The Spudley Foundation threw a lot of parties, all of which could be counted on to be crowded, with lots of booze and dope, and occasional nudity. One party celebrated Lazlo Toth - a crazy Hungarian who attacked Michelangelo’s Pieta in the Vatican museum with a hammer. (Blackie, an artist in his own right, couldn’t really have supported such an act; I’m sure he looked at it (there was minimal damage) along the lines of Duchamp’s Mona Lisa with a mustache).
It was that party, I think (it was a very long time ago), that I witnessed the debut of the “Electric Assholes.” That was Black Dog on electric guitar and vocals, and a couple of other guys on guitar and bass. I don’t recall a drummer that first time. They did five or six songs; the only (barely) recognizable one was “The Bristol Stomp.”

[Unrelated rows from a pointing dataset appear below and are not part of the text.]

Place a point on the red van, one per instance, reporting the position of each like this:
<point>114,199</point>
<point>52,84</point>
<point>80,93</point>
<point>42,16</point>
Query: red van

They eventually became a real group, changing their name to the “Black Holes” to get gigs. By that time I was long gone, on my quest. I wasn’t there to witness the subsequent development of Blackie’s career. The obituary included here is courtesy of my friend Dave, who lives in Milwaukee and occasionally updated me concerning Blackie and other old buddies (he also sent an old photo of Blackie's "crucifixion" at a Good Friday party - but I can't figure out how to get it into this post). Dog posted some comments on this blog a while ago, when the discussion turned to music. We talked by telephone once, but I never managed to get together with him on my various trips home.
He was 64 years old. Whether you think that’s an advanced age depends on how long ago you began traveling along the arc between birth and death. Since I started out just four years after him, I like to think that arc (mine, at least) should extend considerably longer. We’ll see. But even if I last decades longer, I’ll never make things as interesting as Mark did.